Esa impotencia sumida en sus jóvenes manos lánguidas, que serían las mismas que le marcaría el camino de una lucha incansable por lograr una sociedad, más justa, más equitativa para las mujeres.
“Cuando las historias tienden a repetirse, una debe ser capaz de girar bruscamente el timón y cambiarla”.
Cuando sentimos afectivamente que es hora de soltar entendiendo que es lo más sano, es hasta contraproducente darnos cuenta que solo hay algo
que nos puede detener: esos mismos afectos.
Las horas en el patio parecían eternas, en patas y con el pelo suelto, corriendo alrededor del mango, que tendría unos doscientos años, de tronco lo suficientemente ancho como para subir entre varios, de una de sus ramas yacía la hamaca esa que la vio balancearse como volando hacia el infinito, mecerse en ella solía ser el momento más feliz, donde podía momentáneamente olvidar algunos momentos tristes que ella atinaba a arrojar a su inconsciente como si fueran momentos que nunca vivió, como si fueran vividos por otros.
En el patio solía jugar con el primo que venía desde el interior con su mamá, que era la otra tía, se llamaba Lucy, guapa y macanuda, de cabellos cortos enrulados, llena de lunares y con una sonrisa jovial que dibujaba en su rostro dos hoyuelos que ella había heredado, era la única mujer que ostentaba el título de amiga de su madre, venía cada tanto con su hijo a pasar unos días, unas semanas, era muy divertido pasar las horas jugando con su primo.
El auto viejo era un viejo cascarón de un auto abandonado que estaba tirado cerca del bananal en el patio, habrá sido un Fiat 600 o tal vez un Citroën, daba lo mismo para pasar largas horas metidos en él e imaginar que podía andar a pesar de no tener ruedas ni motor, apenas si habían quedado el volante y dos butacas que dejaban salir algún que otro resorte en los huecos del cuero curtido por el tiempo. Ella se disponía a manejar ese auto, se sentaba y comenzaba a hablar sola, el primo se metía en el capó vacío, sin motor, para arrancar el viaje imaginario, encerrado en el capó, él simulaba el sonido del motor, ese era su pasatiempo favorito, donde se inventaban las historias más bonitas.
El primo que seguía escondido en el capó le decía: Prendé la radiooo.

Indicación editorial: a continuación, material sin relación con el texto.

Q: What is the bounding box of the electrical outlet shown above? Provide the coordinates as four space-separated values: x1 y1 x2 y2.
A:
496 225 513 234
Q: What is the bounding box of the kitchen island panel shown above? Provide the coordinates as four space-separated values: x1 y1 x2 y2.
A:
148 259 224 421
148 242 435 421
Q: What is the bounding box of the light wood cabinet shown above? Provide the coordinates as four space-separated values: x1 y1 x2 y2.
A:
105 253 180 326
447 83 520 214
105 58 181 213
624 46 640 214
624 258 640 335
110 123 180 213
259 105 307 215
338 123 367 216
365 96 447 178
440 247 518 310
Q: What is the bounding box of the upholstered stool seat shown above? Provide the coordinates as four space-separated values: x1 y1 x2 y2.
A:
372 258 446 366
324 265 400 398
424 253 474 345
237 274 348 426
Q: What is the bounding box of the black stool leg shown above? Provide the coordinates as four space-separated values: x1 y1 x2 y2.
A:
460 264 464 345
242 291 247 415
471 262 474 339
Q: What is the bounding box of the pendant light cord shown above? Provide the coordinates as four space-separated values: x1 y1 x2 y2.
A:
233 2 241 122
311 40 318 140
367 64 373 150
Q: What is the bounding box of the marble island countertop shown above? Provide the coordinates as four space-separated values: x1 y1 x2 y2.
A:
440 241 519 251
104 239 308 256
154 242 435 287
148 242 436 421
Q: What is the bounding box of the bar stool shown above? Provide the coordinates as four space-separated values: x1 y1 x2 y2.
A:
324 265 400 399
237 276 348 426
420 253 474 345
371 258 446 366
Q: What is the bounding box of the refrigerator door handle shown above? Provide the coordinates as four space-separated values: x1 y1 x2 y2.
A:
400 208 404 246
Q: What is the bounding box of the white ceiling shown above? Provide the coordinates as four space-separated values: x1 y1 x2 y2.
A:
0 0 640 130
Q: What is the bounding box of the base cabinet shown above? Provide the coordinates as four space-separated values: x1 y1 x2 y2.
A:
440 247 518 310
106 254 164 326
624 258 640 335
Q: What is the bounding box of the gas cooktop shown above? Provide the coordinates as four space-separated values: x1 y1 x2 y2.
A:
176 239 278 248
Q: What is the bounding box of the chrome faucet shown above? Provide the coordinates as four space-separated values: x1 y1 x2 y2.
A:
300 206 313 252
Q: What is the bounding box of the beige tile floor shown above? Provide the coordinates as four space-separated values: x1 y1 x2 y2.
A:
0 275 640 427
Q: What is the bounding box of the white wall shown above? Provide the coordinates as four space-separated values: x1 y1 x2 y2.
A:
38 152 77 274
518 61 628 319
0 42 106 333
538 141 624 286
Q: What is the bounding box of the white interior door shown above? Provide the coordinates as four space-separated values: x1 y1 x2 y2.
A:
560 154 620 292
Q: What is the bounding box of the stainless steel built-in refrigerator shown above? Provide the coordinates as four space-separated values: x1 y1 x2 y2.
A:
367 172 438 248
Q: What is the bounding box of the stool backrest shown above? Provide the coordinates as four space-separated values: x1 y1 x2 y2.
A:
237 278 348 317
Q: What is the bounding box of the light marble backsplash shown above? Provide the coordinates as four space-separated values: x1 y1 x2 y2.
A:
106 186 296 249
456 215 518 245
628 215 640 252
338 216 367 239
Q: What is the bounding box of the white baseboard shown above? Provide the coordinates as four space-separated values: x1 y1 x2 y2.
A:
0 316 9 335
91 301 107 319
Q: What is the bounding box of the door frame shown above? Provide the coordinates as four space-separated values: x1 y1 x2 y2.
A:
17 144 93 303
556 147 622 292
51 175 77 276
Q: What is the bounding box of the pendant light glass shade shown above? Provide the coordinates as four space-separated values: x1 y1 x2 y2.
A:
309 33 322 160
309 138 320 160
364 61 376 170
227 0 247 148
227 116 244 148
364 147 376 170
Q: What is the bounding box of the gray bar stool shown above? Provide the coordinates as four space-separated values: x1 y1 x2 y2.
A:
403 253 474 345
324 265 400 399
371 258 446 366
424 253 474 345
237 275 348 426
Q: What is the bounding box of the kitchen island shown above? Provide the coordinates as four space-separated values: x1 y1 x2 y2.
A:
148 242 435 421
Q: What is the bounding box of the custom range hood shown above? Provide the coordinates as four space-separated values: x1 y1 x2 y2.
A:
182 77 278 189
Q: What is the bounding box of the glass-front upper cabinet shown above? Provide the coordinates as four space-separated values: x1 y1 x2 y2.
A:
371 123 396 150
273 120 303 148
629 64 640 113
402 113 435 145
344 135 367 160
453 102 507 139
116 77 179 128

La niña simulaba prender la radio mientras decía: Quiero escuchar una música, y el primo comenzaba a cantar fuerte y sin parar. Viajaban sin destino en ese mundo imaginario donde la inocencia de sus cortos años la podían llevar.
Imaginar siempre fue su fuerte, fue quizás su mayor respiro ante tantas situaciones adversas que no quería escuchar y que pretendía no ver. Escapar de esa realidad que la envolvía no era fácil, mucho menos lo era cuando sus hermanas y hermanito también eran víctimas inconscientes. Inconscientes porque allí iban a parar los miedos, las angustias y los devenires. No había otra forma de seguir, no se podía elegir. Era la vida que les había tocado.
Ese mundo de juegos terminaba cuando empezaba a caer el sol, cerca de las seis de la tarde, donde sigiloso, a lo lejos, sonaba la bocina del tren que todos los días pasaba a esa hora, había que entrar a la casa, bañarse, acomodar todo para la escuela al día siguiente y acostarse rápido. La habitación era un salón dividido por un ropero, de un lado las dos cuchetas y del otro la cama matrimonial.
Las paredes con hendijas rechinaban con el viento, un foquito quedaba prendido porque a ella le costaba mucho dormir, el miedo a ese no sé qué, todas las noches inundaban su alma y la madre le daba un libro heredado en el tiempo, que servía solo para estar en una esquina juntando polvo. Leelo hasta que te duermas, le decía con dulzura y con un halo de cansancio. La madre necesitaba que todos sus hijos estén durmiendo antes que él llegue.